Por este motivo, apelo a todos vocês para que aproveitem as eleições europeias para mudar a direcção. Os partidos já disseram mais ou menos qual é a sua posição, e o CAMPACT fez uma síntese, na qual se vê quais são os partidos alemães que recusam liminarmente o TTIP (Verdes, Linke, Piratas, Freie Wähler). 



E agora, cá para nós, portugueses:

Isto não é verdade, pois não?
Se é verdade, porque é que ninguém fala disso?
E vocês, cada um de vocês - no próximo domingo vai votar, ou vai aproveitar o bom tempo para ir à praia, dizendo que "eles são todos iguais, o meu voto não atrasa nem adianta"?


22 comentários:

a.i. disse...

Ainda não vi nada legislado sonre isso. E eu vejo a legislação comunitária diariamente, inclusive os Acordos internacionais firmados pela UE que vinculem os Estados.

em PT chama-se Parceria de Comércio e Investimento Transatlântica, conhecida como TTIP
http://ec.europa.eu/trade/policy/in-focus/ttip/questions-and-answers/index_pt.htm

FAQS:
Terá a TTIP automaticamente primado sobre a legislação da UE?
Não, a TTIP não irá automaticamente anular, revogar ou alterar as leis e a regulamentação da UE. Quaisquer alterações à legislação, regras ou regulamentações da UE com o objetivo de liberalizar o comércio terão de ser aprovadas pelos seus Estados-Membros no âmbito do Conselho e pelo Parlamento Europeu.

Quanto a:
"Os tribunais de arbitragem são instituições que se posicionam acima das nossas Constituições e dos nossos tribunais."

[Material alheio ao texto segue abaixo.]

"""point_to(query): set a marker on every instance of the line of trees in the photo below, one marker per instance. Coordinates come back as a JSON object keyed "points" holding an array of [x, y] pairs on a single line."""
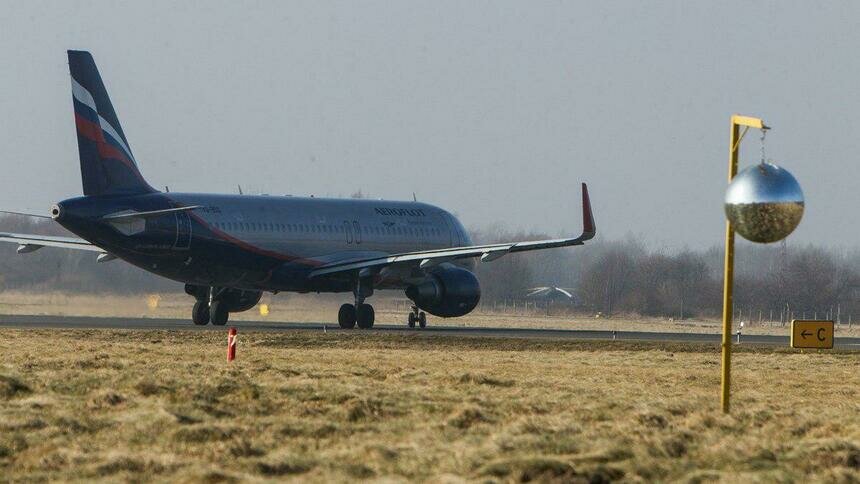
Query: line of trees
{"points": [[777, 281], [609, 277]]}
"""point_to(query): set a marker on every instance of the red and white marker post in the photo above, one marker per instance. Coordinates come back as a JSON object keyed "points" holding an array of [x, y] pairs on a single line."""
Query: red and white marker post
{"points": [[231, 344]]}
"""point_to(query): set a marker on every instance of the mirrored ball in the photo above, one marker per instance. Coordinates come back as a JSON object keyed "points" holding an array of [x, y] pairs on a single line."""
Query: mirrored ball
{"points": [[764, 203]]}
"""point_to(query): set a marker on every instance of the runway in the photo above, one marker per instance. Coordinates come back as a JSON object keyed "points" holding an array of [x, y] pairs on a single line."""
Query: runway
{"points": [[84, 322]]}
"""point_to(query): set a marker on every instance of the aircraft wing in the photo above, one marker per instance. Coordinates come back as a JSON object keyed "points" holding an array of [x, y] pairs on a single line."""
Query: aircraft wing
{"points": [[29, 243], [487, 253]]}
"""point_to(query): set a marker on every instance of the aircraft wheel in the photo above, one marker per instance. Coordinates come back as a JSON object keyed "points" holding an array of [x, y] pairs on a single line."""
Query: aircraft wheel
{"points": [[200, 313], [218, 314], [365, 315], [346, 316]]}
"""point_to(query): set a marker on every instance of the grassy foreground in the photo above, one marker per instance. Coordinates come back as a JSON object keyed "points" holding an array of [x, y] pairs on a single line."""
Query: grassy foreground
{"points": [[119, 405]]}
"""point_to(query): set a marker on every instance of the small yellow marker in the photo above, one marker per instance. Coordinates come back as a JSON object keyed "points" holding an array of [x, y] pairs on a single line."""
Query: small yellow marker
{"points": [[809, 333], [152, 301]]}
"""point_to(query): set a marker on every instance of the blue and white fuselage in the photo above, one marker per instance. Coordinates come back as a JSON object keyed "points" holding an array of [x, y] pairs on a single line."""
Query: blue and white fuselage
{"points": [[229, 249]]}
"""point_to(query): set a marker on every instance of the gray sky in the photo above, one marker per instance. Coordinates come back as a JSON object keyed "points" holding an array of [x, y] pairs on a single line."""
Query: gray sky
{"points": [[494, 110]]}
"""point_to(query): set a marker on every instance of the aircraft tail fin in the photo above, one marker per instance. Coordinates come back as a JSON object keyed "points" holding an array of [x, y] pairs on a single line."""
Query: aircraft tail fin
{"points": [[108, 166]]}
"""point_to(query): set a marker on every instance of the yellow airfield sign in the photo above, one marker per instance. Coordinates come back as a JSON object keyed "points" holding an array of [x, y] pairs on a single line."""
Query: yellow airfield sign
{"points": [[807, 333]]}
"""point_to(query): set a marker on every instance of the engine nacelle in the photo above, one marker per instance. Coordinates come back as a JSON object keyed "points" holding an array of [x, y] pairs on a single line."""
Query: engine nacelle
{"points": [[448, 292]]}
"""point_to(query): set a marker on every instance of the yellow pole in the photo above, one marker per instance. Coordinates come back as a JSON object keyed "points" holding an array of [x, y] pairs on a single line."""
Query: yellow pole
{"points": [[728, 280], [728, 268]]}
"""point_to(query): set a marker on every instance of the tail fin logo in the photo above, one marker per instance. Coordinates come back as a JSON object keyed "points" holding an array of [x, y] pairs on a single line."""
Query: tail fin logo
{"points": [[91, 125], [108, 166]]}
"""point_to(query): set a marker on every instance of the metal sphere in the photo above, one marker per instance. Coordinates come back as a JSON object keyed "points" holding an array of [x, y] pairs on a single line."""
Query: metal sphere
{"points": [[764, 203]]}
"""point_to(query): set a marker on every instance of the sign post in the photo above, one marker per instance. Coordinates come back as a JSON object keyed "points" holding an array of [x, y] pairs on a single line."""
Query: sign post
{"points": [[808, 333]]}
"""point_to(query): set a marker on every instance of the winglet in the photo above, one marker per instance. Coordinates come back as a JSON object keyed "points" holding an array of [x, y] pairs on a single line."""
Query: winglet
{"points": [[589, 229]]}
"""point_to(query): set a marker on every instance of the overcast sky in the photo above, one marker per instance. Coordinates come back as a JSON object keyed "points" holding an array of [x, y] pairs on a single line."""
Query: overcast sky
{"points": [[493, 110]]}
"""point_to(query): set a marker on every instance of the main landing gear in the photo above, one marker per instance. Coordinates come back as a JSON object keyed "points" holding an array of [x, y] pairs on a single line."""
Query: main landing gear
{"points": [[207, 311], [359, 313], [214, 304], [417, 316]]}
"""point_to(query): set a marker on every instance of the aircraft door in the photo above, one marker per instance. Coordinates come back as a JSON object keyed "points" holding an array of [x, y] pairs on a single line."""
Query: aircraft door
{"points": [[357, 228], [347, 230], [183, 230]]}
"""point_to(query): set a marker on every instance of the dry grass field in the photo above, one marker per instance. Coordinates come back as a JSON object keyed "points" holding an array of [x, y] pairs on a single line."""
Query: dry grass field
{"points": [[323, 308], [130, 405]]}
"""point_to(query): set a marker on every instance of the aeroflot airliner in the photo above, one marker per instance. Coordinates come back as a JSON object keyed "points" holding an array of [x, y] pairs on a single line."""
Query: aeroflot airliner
{"points": [[228, 249]]}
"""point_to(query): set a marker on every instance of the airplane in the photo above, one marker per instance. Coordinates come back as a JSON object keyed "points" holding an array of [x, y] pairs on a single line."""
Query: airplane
{"points": [[229, 249]]}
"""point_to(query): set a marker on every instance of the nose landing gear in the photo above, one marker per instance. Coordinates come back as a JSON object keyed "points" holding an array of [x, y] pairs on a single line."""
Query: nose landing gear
{"points": [[417, 316], [360, 313]]}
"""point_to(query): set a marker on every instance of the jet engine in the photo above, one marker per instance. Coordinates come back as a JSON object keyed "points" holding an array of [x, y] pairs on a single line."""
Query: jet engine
{"points": [[447, 292]]}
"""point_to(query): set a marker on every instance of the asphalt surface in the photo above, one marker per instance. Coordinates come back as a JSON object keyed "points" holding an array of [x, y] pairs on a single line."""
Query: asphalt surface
{"points": [[85, 322]]}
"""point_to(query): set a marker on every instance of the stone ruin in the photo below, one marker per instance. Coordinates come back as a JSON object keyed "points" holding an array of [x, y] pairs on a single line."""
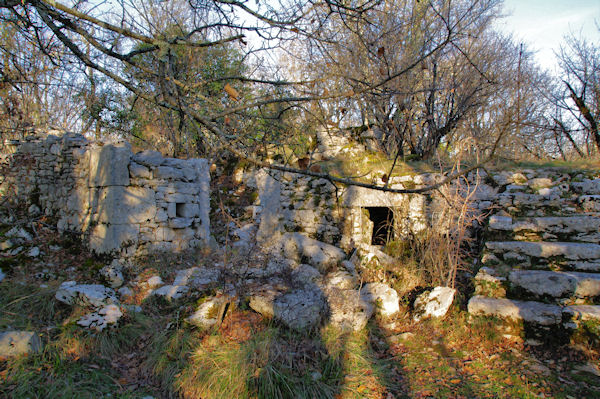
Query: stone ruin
{"points": [[121, 203], [541, 263]]}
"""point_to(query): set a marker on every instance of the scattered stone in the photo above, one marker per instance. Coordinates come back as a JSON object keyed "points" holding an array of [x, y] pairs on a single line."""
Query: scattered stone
{"points": [[34, 210], [171, 292], [304, 274], [434, 303], [99, 320], [6, 245], [113, 274], [125, 292], [383, 297], [528, 311], [198, 278], [19, 232], [94, 295], [341, 279], [207, 313], [16, 343], [318, 254], [395, 339], [348, 310], [300, 309], [154, 281]]}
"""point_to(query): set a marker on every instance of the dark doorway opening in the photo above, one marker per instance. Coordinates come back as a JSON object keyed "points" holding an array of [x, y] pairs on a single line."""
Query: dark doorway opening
{"points": [[383, 224]]}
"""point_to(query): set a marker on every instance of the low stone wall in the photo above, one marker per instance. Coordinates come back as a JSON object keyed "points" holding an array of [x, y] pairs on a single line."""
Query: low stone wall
{"points": [[121, 202], [338, 215]]}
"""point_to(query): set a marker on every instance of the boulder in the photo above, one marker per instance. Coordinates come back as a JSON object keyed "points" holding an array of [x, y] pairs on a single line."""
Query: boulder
{"points": [[198, 278], [94, 295], [348, 310], [15, 343], [171, 292], [300, 309], [316, 253], [207, 313], [434, 303], [304, 274], [113, 274], [383, 297], [341, 279], [99, 320], [33, 252], [109, 165], [18, 232]]}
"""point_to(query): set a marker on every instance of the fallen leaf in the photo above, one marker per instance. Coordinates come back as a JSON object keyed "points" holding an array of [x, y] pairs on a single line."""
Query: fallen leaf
{"points": [[233, 93]]}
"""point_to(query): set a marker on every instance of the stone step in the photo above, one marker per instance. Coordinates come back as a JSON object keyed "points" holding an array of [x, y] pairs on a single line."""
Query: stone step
{"points": [[552, 204], [538, 284], [543, 255], [563, 287], [526, 311], [584, 228], [532, 313]]}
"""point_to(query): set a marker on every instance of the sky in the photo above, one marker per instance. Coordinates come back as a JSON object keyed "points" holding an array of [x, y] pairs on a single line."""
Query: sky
{"points": [[542, 24]]}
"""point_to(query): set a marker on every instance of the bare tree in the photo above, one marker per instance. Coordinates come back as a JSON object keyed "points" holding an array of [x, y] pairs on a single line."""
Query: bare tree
{"points": [[576, 98], [129, 45]]}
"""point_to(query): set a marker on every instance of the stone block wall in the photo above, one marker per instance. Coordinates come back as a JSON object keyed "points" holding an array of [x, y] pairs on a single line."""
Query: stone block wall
{"points": [[119, 201], [314, 207]]}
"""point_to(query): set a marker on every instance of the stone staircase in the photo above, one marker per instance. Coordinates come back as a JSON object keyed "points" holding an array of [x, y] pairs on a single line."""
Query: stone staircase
{"points": [[541, 262]]}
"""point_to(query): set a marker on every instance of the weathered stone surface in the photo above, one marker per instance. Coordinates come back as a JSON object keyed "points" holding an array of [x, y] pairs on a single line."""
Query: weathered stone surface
{"points": [[94, 295], [207, 313], [113, 274], [579, 228], [198, 278], [18, 232], [556, 284], [137, 170], [33, 252], [269, 193], [583, 312], [122, 205], [528, 311], [153, 282], [263, 301], [305, 274], [109, 165], [384, 297], [590, 203], [341, 279], [16, 343], [434, 303], [569, 250], [348, 310], [318, 254], [300, 309], [587, 187], [109, 238], [108, 315], [149, 158], [171, 292]]}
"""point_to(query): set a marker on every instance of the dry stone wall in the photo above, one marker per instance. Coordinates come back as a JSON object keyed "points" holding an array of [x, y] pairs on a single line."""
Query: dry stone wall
{"points": [[293, 203], [120, 202]]}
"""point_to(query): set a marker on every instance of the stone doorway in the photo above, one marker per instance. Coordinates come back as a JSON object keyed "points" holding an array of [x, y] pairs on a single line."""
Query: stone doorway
{"points": [[383, 224]]}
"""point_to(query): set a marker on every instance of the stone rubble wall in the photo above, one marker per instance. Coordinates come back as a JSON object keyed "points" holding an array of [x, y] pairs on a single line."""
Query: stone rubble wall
{"points": [[541, 262], [121, 202], [314, 207]]}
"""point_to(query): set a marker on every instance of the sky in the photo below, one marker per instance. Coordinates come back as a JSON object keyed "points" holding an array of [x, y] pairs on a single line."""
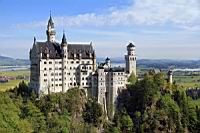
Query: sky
{"points": [[160, 29]]}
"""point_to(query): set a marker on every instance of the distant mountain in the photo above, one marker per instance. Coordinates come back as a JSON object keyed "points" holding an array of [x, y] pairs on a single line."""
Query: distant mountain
{"points": [[7, 61], [159, 63], [142, 63]]}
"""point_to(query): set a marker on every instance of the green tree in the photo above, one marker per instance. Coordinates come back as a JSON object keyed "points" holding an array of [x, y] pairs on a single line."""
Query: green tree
{"points": [[31, 113], [93, 112]]}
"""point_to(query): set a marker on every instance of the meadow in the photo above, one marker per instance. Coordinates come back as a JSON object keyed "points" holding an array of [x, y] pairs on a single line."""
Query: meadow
{"points": [[12, 83]]}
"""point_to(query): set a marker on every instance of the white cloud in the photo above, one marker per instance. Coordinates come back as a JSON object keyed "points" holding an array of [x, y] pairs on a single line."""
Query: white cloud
{"points": [[183, 13]]}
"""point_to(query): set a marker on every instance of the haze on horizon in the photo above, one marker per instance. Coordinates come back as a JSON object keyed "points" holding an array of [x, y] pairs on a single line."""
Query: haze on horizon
{"points": [[167, 29]]}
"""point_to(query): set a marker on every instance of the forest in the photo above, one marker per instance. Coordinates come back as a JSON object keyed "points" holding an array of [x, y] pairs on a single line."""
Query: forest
{"points": [[149, 105]]}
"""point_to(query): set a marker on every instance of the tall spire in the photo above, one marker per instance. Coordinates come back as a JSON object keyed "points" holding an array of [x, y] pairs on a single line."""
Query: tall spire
{"points": [[50, 22], [34, 40], [64, 40], [50, 30]]}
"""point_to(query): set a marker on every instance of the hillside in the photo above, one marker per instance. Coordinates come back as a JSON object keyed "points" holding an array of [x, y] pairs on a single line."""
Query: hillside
{"points": [[7, 61]]}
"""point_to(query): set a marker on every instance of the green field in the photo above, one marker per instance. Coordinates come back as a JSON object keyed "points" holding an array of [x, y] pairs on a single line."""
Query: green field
{"points": [[187, 81], [12, 83]]}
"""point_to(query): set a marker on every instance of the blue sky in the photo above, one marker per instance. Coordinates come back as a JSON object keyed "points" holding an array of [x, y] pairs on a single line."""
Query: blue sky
{"points": [[167, 29]]}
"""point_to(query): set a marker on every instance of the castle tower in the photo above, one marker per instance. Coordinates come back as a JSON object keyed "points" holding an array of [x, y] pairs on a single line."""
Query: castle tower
{"points": [[108, 62], [131, 59], [64, 64], [51, 33], [170, 75]]}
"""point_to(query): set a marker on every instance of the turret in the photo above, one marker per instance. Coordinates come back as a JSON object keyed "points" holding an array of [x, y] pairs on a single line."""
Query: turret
{"points": [[51, 33], [170, 76], [108, 63], [131, 59], [64, 63]]}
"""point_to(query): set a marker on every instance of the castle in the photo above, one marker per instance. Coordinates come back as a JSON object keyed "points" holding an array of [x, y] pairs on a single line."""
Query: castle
{"points": [[58, 67]]}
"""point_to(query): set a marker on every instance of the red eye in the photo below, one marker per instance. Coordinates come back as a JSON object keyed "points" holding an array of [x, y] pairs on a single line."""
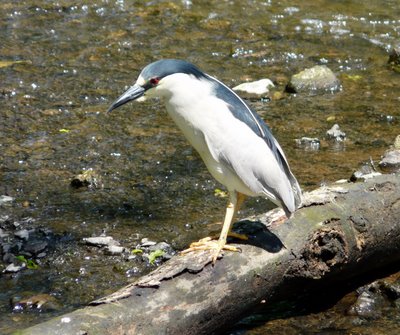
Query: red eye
{"points": [[154, 81]]}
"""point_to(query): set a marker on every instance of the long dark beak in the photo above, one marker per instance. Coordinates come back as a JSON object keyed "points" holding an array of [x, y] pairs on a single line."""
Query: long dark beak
{"points": [[133, 93]]}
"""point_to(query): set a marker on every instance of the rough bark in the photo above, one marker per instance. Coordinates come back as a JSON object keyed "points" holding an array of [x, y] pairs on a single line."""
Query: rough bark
{"points": [[344, 231]]}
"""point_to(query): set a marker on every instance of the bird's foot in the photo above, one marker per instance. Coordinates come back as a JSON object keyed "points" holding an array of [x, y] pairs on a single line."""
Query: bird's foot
{"points": [[208, 243], [242, 237]]}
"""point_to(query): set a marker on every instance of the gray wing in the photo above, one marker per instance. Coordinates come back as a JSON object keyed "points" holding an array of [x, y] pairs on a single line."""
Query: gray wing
{"points": [[244, 113]]}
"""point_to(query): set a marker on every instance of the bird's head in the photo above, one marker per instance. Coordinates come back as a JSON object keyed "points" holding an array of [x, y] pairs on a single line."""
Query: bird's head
{"points": [[153, 80]]}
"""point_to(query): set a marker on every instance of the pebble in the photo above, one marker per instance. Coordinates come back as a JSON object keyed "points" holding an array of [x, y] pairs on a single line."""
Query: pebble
{"points": [[259, 87], [114, 250], [390, 161], [336, 133], [318, 79], [3, 233], [364, 173], [22, 234], [309, 143], [12, 268], [145, 242], [101, 241], [35, 247], [5, 199]]}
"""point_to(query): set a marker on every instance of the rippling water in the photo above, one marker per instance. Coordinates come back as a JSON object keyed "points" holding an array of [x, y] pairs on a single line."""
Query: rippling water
{"points": [[62, 63]]}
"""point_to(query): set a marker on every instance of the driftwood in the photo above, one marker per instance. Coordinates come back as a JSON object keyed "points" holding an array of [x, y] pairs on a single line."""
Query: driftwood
{"points": [[343, 232]]}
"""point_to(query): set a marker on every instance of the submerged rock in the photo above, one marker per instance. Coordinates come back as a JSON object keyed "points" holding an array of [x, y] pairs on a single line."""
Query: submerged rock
{"points": [[11, 268], [365, 172], [114, 250], [5, 199], [336, 133], [318, 79], [88, 178], [259, 87], [394, 59], [308, 143], [35, 302], [390, 161], [101, 241]]}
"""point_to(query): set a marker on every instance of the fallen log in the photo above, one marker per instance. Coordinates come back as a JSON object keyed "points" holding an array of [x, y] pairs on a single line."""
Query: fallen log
{"points": [[343, 232]]}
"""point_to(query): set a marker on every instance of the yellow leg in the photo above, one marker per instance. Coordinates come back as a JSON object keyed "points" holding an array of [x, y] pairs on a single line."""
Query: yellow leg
{"points": [[236, 199]]}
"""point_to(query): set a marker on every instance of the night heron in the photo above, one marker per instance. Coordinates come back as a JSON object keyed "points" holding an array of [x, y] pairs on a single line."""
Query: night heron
{"points": [[233, 141]]}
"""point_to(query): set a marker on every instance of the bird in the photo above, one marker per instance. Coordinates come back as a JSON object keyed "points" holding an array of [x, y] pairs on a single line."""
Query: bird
{"points": [[234, 142]]}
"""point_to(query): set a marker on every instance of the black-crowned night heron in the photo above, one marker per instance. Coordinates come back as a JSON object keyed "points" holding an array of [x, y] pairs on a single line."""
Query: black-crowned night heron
{"points": [[233, 141]]}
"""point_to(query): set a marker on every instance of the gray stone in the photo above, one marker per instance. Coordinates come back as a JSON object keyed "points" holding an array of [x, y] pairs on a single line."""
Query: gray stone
{"points": [[114, 250], [5, 199], [11, 268], [259, 87], [390, 161], [22, 234], [318, 79], [308, 143], [336, 133], [101, 241]]}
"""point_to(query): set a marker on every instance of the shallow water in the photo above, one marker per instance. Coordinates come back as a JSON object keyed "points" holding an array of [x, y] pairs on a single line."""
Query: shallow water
{"points": [[63, 63]]}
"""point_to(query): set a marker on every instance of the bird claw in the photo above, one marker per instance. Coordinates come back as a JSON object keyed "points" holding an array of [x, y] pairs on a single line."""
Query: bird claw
{"points": [[215, 247]]}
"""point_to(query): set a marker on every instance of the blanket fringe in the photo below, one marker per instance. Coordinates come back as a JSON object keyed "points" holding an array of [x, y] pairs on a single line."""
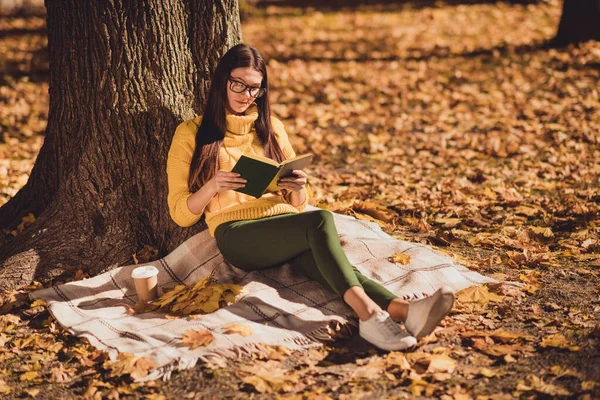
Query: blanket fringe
{"points": [[217, 358]]}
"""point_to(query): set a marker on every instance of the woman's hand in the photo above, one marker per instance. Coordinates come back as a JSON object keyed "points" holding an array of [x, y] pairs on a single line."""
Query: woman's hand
{"points": [[294, 183], [224, 180]]}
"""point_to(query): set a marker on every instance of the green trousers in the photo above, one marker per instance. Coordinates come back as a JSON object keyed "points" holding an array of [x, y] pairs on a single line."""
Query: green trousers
{"points": [[309, 241]]}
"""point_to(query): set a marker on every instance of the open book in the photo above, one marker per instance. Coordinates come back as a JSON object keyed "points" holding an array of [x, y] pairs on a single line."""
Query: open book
{"points": [[263, 173]]}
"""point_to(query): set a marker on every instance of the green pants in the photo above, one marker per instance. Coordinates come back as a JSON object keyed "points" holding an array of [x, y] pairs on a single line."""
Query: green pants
{"points": [[309, 241]]}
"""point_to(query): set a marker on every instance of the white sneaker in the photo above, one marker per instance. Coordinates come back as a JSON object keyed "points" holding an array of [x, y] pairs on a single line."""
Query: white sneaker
{"points": [[384, 333], [425, 314]]}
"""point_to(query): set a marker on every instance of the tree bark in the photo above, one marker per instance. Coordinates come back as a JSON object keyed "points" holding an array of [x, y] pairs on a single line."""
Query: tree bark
{"points": [[123, 74], [579, 22]]}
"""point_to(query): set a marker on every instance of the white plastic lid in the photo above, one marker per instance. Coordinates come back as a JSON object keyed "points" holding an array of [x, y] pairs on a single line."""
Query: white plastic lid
{"points": [[146, 271]]}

Nesse domínio existe a Comissão das Nações Unidas para o Direito Comercial Internacional (UNCITRAL)
FAS
http://www.uncitral.org/uncitral/en/about/work_faq.html
Does participation in UNCITRAL diminish state sovereignty?
No. State participation in UNCITRAL, either as an elected member State of the Commission or as an observer State is entirely voluntary. By customary practice, all decisions of the Commission, including its work programme, the progress of designated projects, and the adoption of texts, are made by consensus. The choice of whether to use an UNCITRAL legislative text is a matter for the lawmakers of individual States.

Constituição da república Portuguesa

Artigo 8.º

(Direito internacional)

As normas e os princípios de direito internacional geral ou comum fazem parte integrante do direito português.
As normas constantes de convenções internacionais regularmente ratificadas ou aprovadas vigoram na ordem interna após a sua publicação oficial e enquanto vincularem internacionalmente o Estado Português.
As normas emanadas dos órgãos competentes das organizações internacionais de que Portugal seja parte vigoram directamente na ordem interna, desde que tal se encontre estabelecido nos respectivos tratados constitutivos.
As disposições dos tratados que regem a União Europeia e as normas emanadas das suas instituições, no exercício das respectivas competências, são aplicáveis na ordem interna, nos termos definidos pelo direito da União, com respeito pelos princípios fundamentais do Estado de direito democrático.

Helena Araújo disse...

a.i.,
significa então que se os Estados Membros aceitarem o TTIP, ficam sujeitos às suas condições - nomeadamente à cláusula da protecção ao investimento.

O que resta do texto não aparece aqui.